The applause started fading when it transpired that indeed he knew only too well -- and he had specific personal personnel moves in mind.

First and foremost was gracefully easing out two Under-Secretaries with whom he had daily dealings when the new Secretary General had a similar rank as a new head of Peacekeeping. While Marrack Goulding was in charge of Special Political Affairs, he had also overseen Peacekeeping in an earlier arrangement interrupted by Dr. Boutros-Ghali when he gave Mr. Annan his first Under-Secretary General assignment. To his credit, our former colleague never breaks entirely with anyone -- he patiently waits for the casual moment. The other was the most congenial of Japanese diplomats, Yasushi Akashi, who had served in varied capacities from a P-5 under U-Thant, to head of DPI under Perez de Ceullar to Humanitarian Affairs, including a stint in the former Yugoslavia where he came into crossed territory with the new peacekeeper who in fact reflected a totally different approach over Bosnia. Ambassador Holbrooke's book sheds an interesting light on that issue.

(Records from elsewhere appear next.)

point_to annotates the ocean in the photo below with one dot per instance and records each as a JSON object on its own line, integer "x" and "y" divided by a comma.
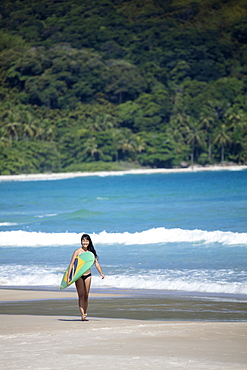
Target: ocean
{"x": 172, "y": 231}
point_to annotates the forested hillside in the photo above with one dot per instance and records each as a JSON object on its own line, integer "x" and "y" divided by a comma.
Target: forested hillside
{"x": 96, "y": 84}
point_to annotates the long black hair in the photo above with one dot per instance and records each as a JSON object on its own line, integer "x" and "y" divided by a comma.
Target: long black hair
{"x": 90, "y": 246}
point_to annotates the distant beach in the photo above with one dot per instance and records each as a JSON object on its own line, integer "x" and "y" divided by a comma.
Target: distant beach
{"x": 69, "y": 175}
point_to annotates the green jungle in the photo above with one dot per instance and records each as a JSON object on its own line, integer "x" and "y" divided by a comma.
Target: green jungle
{"x": 96, "y": 85}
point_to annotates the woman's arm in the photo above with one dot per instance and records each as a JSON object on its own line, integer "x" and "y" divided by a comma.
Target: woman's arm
{"x": 71, "y": 264}
{"x": 98, "y": 267}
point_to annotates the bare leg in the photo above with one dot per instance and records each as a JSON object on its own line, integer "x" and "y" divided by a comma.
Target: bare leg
{"x": 83, "y": 288}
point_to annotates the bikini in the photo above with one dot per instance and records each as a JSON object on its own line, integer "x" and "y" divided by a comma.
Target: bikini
{"x": 84, "y": 277}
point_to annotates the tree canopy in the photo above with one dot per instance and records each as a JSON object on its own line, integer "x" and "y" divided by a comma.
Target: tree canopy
{"x": 92, "y": 84}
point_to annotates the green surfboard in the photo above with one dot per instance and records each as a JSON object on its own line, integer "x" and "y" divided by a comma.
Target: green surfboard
{"x": 82, "y": 263}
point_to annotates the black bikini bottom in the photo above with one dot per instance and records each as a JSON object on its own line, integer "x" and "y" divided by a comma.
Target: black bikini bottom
{"x": 84, "y": 277}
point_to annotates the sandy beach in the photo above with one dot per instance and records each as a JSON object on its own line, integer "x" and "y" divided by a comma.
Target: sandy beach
{"x": 59, "y": 342}
{"x": 67, "y": 175}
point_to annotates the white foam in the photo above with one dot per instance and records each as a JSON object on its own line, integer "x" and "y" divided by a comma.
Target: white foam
{"x": 191, "y": 280}
{"x": 68, "y": 175}
{"x": 151, "y": 236}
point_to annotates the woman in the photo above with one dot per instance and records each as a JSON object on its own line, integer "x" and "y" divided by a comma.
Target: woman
{"x": 84, "y": 282}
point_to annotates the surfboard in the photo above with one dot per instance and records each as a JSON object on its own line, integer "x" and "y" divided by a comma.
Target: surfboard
{"x": 82, "y": 263}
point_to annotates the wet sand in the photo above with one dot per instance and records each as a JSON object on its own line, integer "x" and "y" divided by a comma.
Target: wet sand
{"x": 51, "y": 340}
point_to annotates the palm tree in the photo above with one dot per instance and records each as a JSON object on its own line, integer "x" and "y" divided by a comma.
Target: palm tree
{"x": 195, "y": 136}
{"x": 127, "y": 143}
{"x": 116, "y": 137}
{"x": 222, "y": 138}
{"x": 12, "y": 126}
{"x": 29, "y": 127}
{"x": 91, "y": 147}
{"x": 207, "y": 120}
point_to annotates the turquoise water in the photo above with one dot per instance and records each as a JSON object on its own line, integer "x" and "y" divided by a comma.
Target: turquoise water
{"x": 179, "y": 231}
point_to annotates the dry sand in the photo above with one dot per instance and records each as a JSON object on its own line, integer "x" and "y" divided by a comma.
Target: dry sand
{"x": 64, "y": 342}
{"x": 58, "y": 176}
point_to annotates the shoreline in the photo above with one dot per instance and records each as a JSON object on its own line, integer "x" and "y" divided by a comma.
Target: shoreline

When you ease people out, you obviously have in mind easing people IN. That was the practical purpose behind concluding the ten-year term of the most senior Indian -- to clear the deck for a most junior one who happened to be the Special Assistant (D-1 level) of the new "ruler." Nittin Desai, a world recognized pillar of international economic and social development, was moved to handle an Internet Summit, while Shashi Tharoor was imposed first as "Acting" head of the Department of Public Information, to be confirmed a year later.

Obviously, there were selective exceptions to that ruling. An obvious one was his own deputy and partner since Rwanda (1994), Sebrenica, Somalia and other peacekeeping failures. Iqbal Riza, who had served (with the help of his special friends) in Central American missions during Perez de Ceullar's time at the Assistant Secretary General level, was promoted to Under-Secretary General as Chef de Cabinet. Even when Mr. Annan had to let him go after the famous shredding case and a takeover by the legendary Mark Malloch-Brown, Mr. Riza was tucked away as an Adviser with the same rank at a different office in a different building across the street. He is still listed as Adviser to Secretary General Ban Ki-moon. Others who were kept beyond that period by the new Secretary General include: Terje Roed Larsen, Ahmedou Ould Abdallah, Ibrahima Fall.

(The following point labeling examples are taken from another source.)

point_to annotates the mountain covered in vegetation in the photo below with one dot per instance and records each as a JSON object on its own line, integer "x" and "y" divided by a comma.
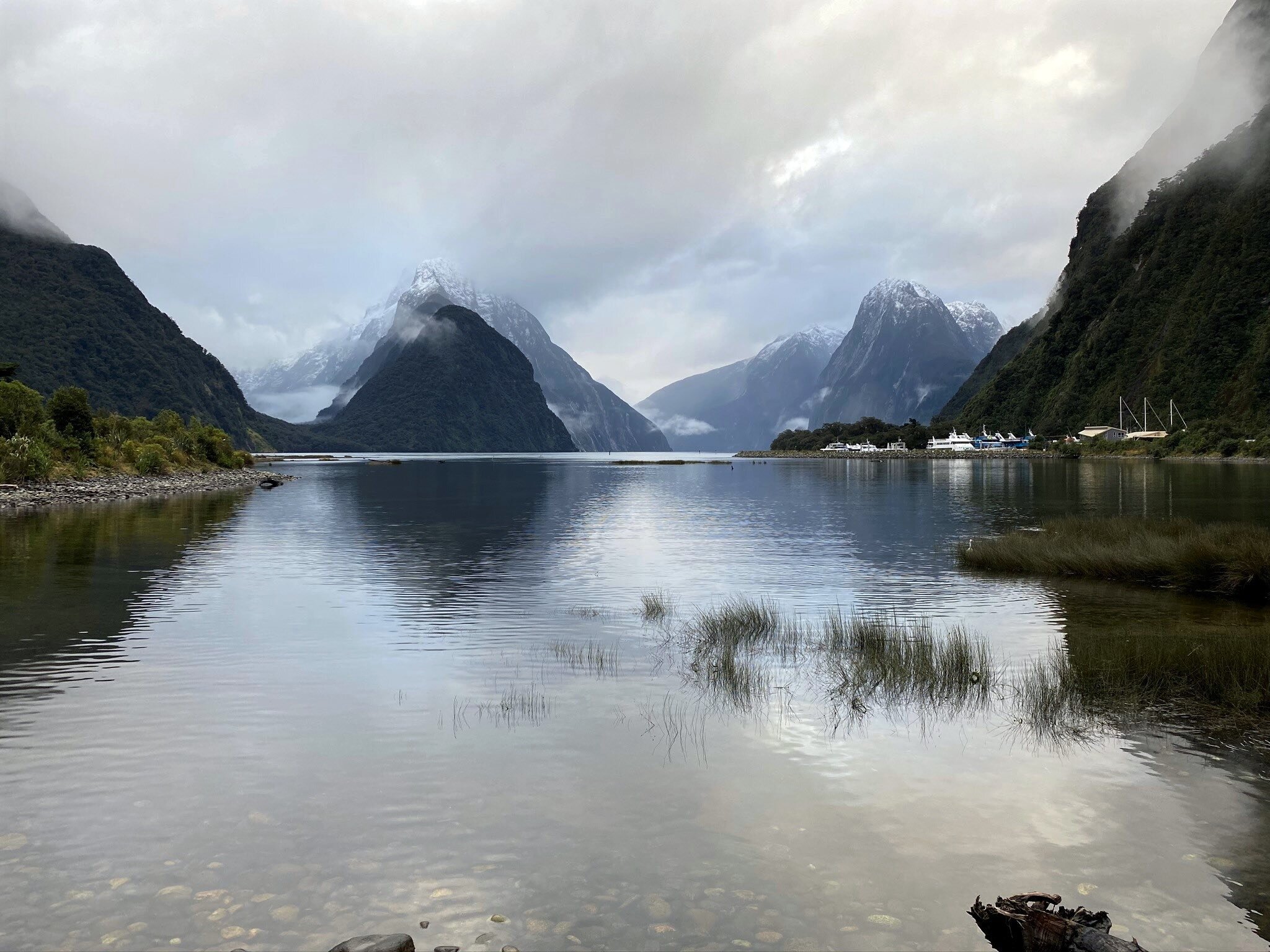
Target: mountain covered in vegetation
{"x": 1166, "y": 293}
{"x": 596, "y": 416}
{"x": 906, "y": 355}
{"x": 70, "y": 316}
{"x": 442, "y": 380}
{"x": 745, "y": 404}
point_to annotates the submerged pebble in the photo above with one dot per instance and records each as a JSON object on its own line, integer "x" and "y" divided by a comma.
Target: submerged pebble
{"x": 888, "y": 922}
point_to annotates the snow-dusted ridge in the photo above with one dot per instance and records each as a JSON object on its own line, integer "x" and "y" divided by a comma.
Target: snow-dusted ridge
{"x": 596, "y": 418}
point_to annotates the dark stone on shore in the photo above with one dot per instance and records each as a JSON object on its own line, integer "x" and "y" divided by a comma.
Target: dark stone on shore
{"x": 397, "y": 942}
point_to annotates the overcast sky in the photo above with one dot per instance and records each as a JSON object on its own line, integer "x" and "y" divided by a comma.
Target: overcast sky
{"x": 667, "y": 184}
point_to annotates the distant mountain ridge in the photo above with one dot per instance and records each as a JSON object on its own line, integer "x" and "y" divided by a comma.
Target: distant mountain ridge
{"x": 906, "y": 355}
{"x": 746, "y": 404}
{"x": 69, "y": 316}
{"x": 596, "y": 416}
{"x": 445, "y": 381}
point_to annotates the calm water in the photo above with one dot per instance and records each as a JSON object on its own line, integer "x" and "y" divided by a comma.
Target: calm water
{"x": 275, "y": 720}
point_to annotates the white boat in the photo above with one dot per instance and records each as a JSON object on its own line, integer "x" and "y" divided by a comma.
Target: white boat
{"x": 956, "y": 441}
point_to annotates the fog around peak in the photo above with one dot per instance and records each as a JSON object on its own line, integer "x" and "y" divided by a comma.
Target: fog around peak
{"x": 666, "y": 186}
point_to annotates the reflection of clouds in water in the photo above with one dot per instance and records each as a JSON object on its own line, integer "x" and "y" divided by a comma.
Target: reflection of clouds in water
{"x": 310, "y": 651}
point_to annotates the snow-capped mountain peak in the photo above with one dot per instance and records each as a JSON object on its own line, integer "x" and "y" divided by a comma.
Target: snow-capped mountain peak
{"x": 977, "y": 323}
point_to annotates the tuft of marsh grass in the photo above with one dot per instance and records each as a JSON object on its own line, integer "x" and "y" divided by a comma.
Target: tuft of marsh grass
{"x": 586, "y": 655}
{"x": 739, "y": 622}
{"x": 906, "y": 662}
{"x": 1221, "y": 559}
{"x": 655, "y": 606}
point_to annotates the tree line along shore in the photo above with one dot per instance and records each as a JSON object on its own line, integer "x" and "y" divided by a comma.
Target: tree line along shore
{"x": 1209, "y": 438}
{"x": 65, "y": 439}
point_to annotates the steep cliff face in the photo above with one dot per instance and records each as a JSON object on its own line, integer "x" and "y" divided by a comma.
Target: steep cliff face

When Mr. Ban took over, many veteran observers thought that one of his greatest advantages was that he did not carry with him internal baggage. Except for a reasonable -- and inevitable -- Korean dimension, he did not have internal scores to settle or favours to reward. His announcement of limits on high-level appointments received wide attention, made an effective impact, and highlights his credibility as a determined manager.

However, with all due respect and in a sincere desire to support the administrative leadership of the Secretary General, we wonder whether the ruling is seriously applied. To the contrary, the number of exceptions have increased rather than decreased, and the span of years got even longer.

Our conviction is that the Secretary General is in the most appropriate position to decide on his own team. He has all the facts; all the requirements. We would merely mention that to look credible in the attempt to rejuvenate our beloved Organization, less cumbersome baggage will allow him to move ahead much faster.